Artificial Joint Replacement of the Elbow

A Patient's Guide to Artificial Joint Replacement of the Elbow

Introduction

Elbow joint replacement (also called elbow arthroplasty) can effectively treat the problems caused by arthritis of the elbow. The procedure is also becoming more widely used in aging adults to replace joints damaged by fractures. The artificial elbow is considered successful by more than 90 percent of patients who have elbow joint replacement.

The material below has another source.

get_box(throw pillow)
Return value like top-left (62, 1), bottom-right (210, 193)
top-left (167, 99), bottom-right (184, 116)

This guide will help you understand

  • how the elbow joint works
  • what happens during surgery to replace the elbow joint
  • what you can expect after elbow joint replacement

Anatomy

How does the elbow joint work?

The elbow joint is made up of three bones : the humerus bone of the upper arm, and the ulna and radius bones of the forearm.

The ulna and the humerus meet at the elbow and form a hinge. This hinge allows the arm to straighten and bend. The large triceps muscle in the back of the arm attaches to the point of the ulna (the olecranon). When this muscle contracts, it straightens out the elbow. The biceps muscles in the front of the arm contracts to bend the elbow.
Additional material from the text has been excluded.